Dividida em três setores, a sociedade se organiza em um complexo sistema. O primeiro, conhecido como setor público, é formado pelos entes federativos - Executivo, Legislativo e Judiciário. O dinheiro arrecadado é público e retorna na forma de benefícios ou de prestação de serviços à população. Não visa lucro e seu papel é distribuir renda, promover justiça e bem-estar social.
O segundo é o mercado que engloba as empresas privadas. Estas competem entre si e visam o lucro. O dinheiro arrecadado é privado e retorna a elas mesmas. Exceto os impostos. Os investimentos também são privados e servem para expandir os negócios e aumentar os lucros.
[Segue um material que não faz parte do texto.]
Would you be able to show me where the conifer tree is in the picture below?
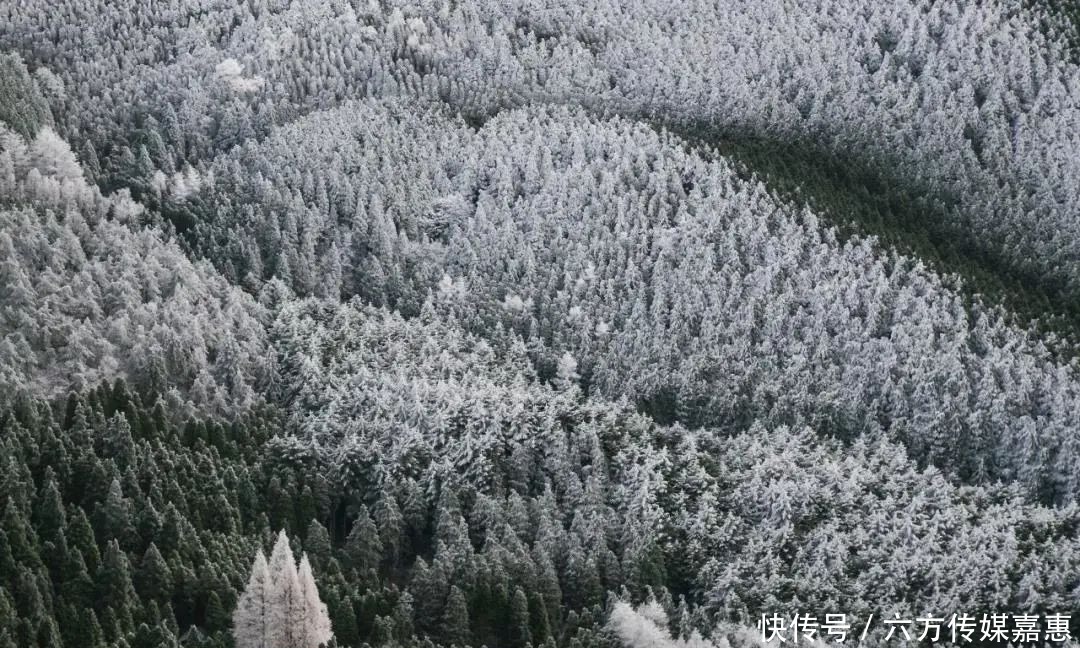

Seu papel é gerar empregos e satisfazer as necessidades das pessoas.
Por fim, temos o terceiro setor, composto por entidades. Não possuem fins lucrativos. Podem receber doações tanto do Estado como de empresas privadas. Porém, os recursos são utilizados em prol da sociedade, que financia projetos sociais em comunidades carentes ou na defesa do meio ambiente.
A existência harmônica desses três setores é essencial para o país. Ocorre que, há décadas, observadores identificaram um quarto setor, que se expande rapidamente a corrompe as estruturas sociais. Trata-se do crime organizado. Uma característica lhe é muito peculiar: pode se infiltrar nos três outros setores, como uma espécie de metástase social.
No primeiro, disfarçado de poder público a prestar serviços típicos do Estado em comunidades onde governos se fazem ausentes. No segundo, atuando no comércio ilegal de drogas, por exemplo. No terceiro, atendendo às necessidades das comunidades carentes, onde dominam e impõem suas próprias regras.
O quarto setor é comum em cidades como Rio de Janeiro e São Paulo. Mas na região de Campinas, o fenômeno começa a dar sinais preocupantes. A população do distrito do Campo Grande está alarmada com as últimas notícias, envolvendo moradores da região. Seus corpos foram encontrados pela polícia em um cemitério clandestino, em Jarinu, região de Jundiaí. Alguns deles tinham sinais de tortura. O que reforça a suspeita da polícia de terem passado por um típico "tribunal do crime". Um acerto de contas com facções criminosas.
Cabem às autoridades de segurança investigar a atuação desses grupos. É preciso impedir que a cidade venha, no futuro, a sofrer as mesmas consequências maléficas provocadas pelo crime organizado, que invariavelmente sequestra a paz e a segurança do cidadão.